Натан Ли вновь попытался не думать о Грейс.
— Им необходимо бывать вместе и общаться, — сказал он. — Каждый день.
— Клоны привыкли, что с ними обращаются как с животными. Они способны убить друг друга. Или вас. Первый, на кого они кинутся, — это вы, их тюремщик.
— Я буду одним из них.
— Клоном из проекта «Год зеро»?
— Они не увидят отличия.
— Вы не говорите на их языке.
— Значит, мне понадобится еще и переводчик.
В конце концов Миранда согласилась на все.
Семь дней оборудовали двор и активно укрепляли иммунную систему клонов, чтобы они могли выжить в двадцать первом столетии. За этот срок Натан Ли приготовил свою машину времени.
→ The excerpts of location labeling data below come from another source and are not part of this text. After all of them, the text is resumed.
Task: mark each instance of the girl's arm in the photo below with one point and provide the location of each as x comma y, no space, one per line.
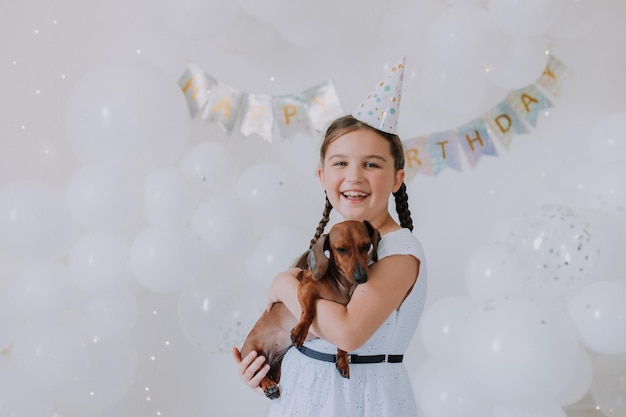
349,327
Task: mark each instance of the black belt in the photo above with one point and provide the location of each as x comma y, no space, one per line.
327,357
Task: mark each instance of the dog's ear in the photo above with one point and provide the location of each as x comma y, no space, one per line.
318,261
374,238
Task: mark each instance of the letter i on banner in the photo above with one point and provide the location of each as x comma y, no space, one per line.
528,102
475,141
323,105
258,116
416,158
224,106
505,123
196,86
552,78
443,151
290,114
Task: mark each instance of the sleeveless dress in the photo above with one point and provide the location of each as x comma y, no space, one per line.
310,387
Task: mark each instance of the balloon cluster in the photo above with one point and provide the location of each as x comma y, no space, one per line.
543,323
145,212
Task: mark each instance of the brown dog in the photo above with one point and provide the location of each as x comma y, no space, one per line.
333,277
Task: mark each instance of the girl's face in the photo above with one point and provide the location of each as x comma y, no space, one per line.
358,176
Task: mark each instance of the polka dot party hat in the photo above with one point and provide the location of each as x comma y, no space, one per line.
382,106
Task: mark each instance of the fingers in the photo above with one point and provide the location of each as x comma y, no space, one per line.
236,354
252,369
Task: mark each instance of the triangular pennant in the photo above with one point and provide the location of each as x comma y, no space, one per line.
443,151
504,123
528,102
475,141
258,116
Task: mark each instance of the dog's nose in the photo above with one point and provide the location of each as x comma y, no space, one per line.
360,275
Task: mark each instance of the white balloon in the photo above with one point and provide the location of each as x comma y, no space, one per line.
607,190
607,139
111,369
278,249
198,19
599,313
491,271
441,325
100,198
579,18
268,188
34,222
48,355
110,316
518,61
556,249
99,262
463,35
517,351
9,323
215,314
526,18
42,290
580,383
169,198
608,391
165,259
448,393
225,225
130,114
213,164
530,410
450,90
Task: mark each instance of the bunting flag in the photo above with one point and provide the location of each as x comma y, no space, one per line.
288,115
310,111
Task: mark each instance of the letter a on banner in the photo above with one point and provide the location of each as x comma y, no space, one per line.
528,102
505,123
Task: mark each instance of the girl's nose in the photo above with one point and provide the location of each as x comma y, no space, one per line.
354,174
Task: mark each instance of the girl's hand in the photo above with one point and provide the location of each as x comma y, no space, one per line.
278,285
251,369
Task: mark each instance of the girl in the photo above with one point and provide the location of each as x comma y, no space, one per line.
361,166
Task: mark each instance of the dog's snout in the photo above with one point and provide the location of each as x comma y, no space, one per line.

Прежде всего, ему был нужен толковый переводчик. Как только прошел слух о том, чем он занимается, в Лос-Аламосе отыскались сотни людей, говоривших на иврите. Часть недели он опрашивал волонтеров — от израильтян и эмигрантов из бывшего советского блока до уроженцев Бронкса и Кливленд-Хайтс. Не все были евреями. Несколько мормонов — их было немало в отделе естественных наук, — как выяснилось, тоже прилично владели ивритом, благодаря либо своей миссионерской работе, либо фундаментальному знанию Библии.
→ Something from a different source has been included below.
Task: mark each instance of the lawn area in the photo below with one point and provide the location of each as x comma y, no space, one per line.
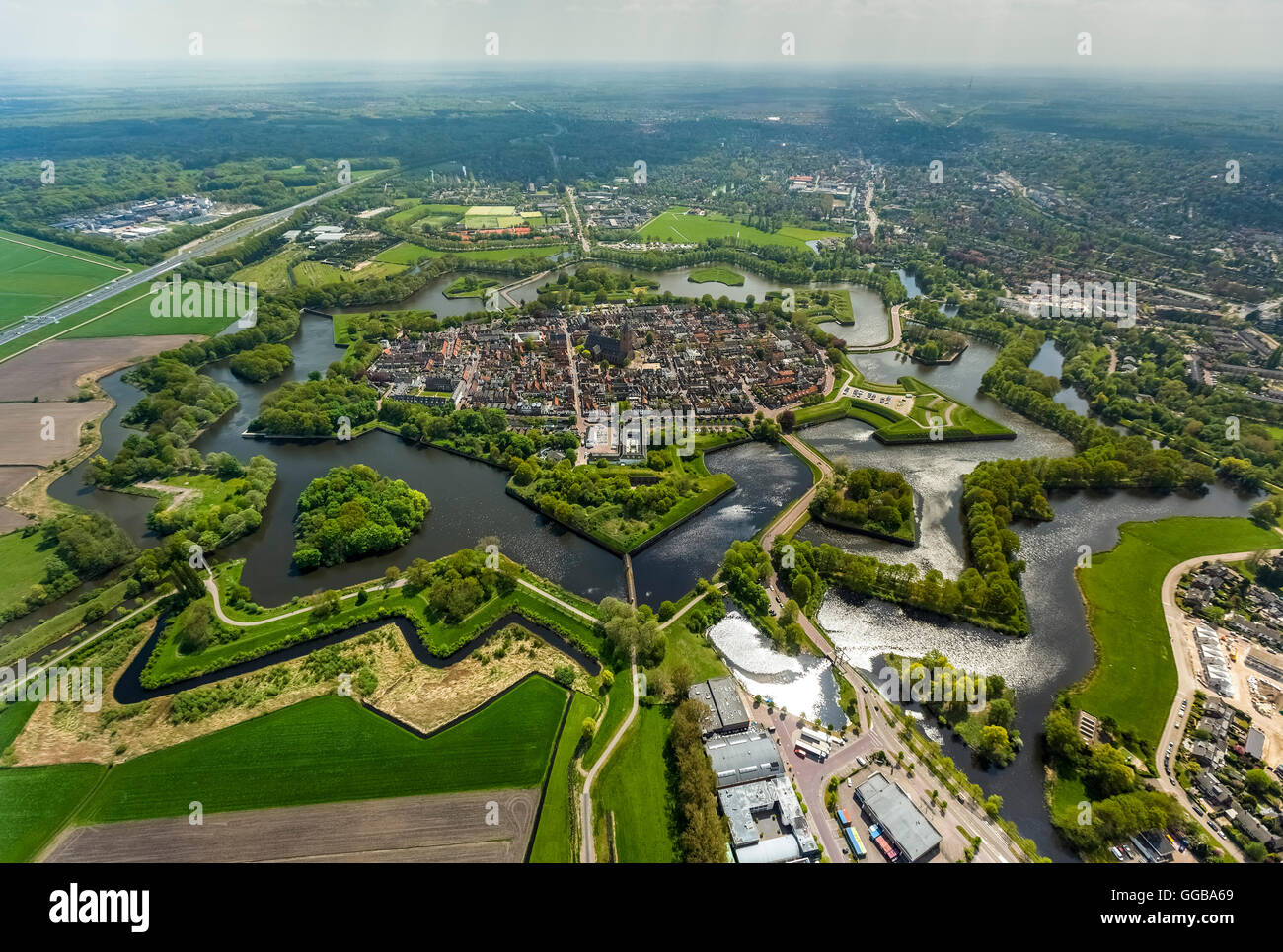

Но две тысячи лет назад связующим языком в Леванте был арамейский, ныне считающийся мертвым. На нем общались люди незнатного происхождения в городах и селах Иудеи, Самарии и Галилеи. В известной мере арамейский был языком порабощения, поскольку он вытеснил древнееврейский в период многолетнего вавилонского пленения. Даже во втором веке нашей эры синагоги использовали для служб Таргум — переводы древнееврейских текстов Библии на арамейский для необразованных масс. Именно на этом языке и бормотали клоны в своих камерах.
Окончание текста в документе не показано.